Professors McAlpine, Hunt, Simonds, and Rex Honored

J.P. Goodwin

The recipients of the 2002 Chancellor’s Distinguished Service Award (CDSA), the Chancellor’s Distinguished Teaching Award (CDTA), and the Chancellor’s Distinguished Scholarship Award (CDSCA) have been announced.

Due to be recognized at Commencement on June 1 are: Professor Monica McAlpine, who will receive the CDSA, Professors David Hunt and A. P. Simonds, who will receive the CDTA, and Professor Michael Rex, who will receive the CDSCA. The professors were chosen after nominations from students and faculty in each category were reviewed by a committee of senior faculty, who passed their recommendations on to Chancellor Jo Ann Gora.

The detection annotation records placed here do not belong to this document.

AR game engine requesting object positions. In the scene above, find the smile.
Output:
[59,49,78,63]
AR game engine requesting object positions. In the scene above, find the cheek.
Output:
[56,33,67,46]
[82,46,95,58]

In announcing the awards, Gora stated, “I congratulate Professors McAlpine, Hunt, Simonds, and Rex on their outstanding accomplishments and I commend them to the campus as exemplars of true scholars.”

McAlpine, a professor in the English department, was recognized for her “spectacular record of successful service,” which “culminated over the last decade in the commendable establishment of an annual state-wide conference on undergraduate research, an impressive number of UMass Boston’s students as finalists and winners of top academic fellowships, and, perhaps most important, the expansion, strengthening, and enrichment of the UMass Boston Honors Program.”

“I’m very grateful to get the award,” said McAlpine. “I’ve loved working with the Honors Program. Much of the credit should go to the teachers and students. If they don’t seize the opportunities it won’t come to anything. It’s wonderful to get the award, but to do the work is even more wonderful.”

History professor David Hunt, who received a teaching award, was praised for ” a fascination with trying to recognize and understand those somewhat mysterious qualities that make for good teaching.” His students find him “sharply focused with a balance of intellectual intimacy and authoritative scholarship.”

Hunt stated on receiving the award, “I’m grateful to the students who have taken my classes over the years. And I owe a lot of column comrades and other like-minded faculty who have created a teaching culture at UMass Boston. When I’m in the classroom, I try to live up to the example they set.”

Also due to receive the Chancellor’s Distinguished Teaching Award is Political Science Professor A. P. Simonds. “He is rigorous, yet caring and respectful to students, to whom he is endlessly generous with his time. His passion for learning and high standards inspire his students to achieve at levels they would once have thought impossible for themselves,” noted his nomination. His “openness to new tools and pedagogies” was cited as “truly remarkable.”

“I’m thrilled and honored to receive it,” said biology Professor Michael Rex, who received the Chancellor’s Distinguished Scholarship Award. The nominating committee saw his work as having “changed the way marine biologists think about biodiversity.” It was also noted that “he has a very strong grant record and is clearly on the cutting edge of this area of research, and is highly respected by other experts in his field around the world.”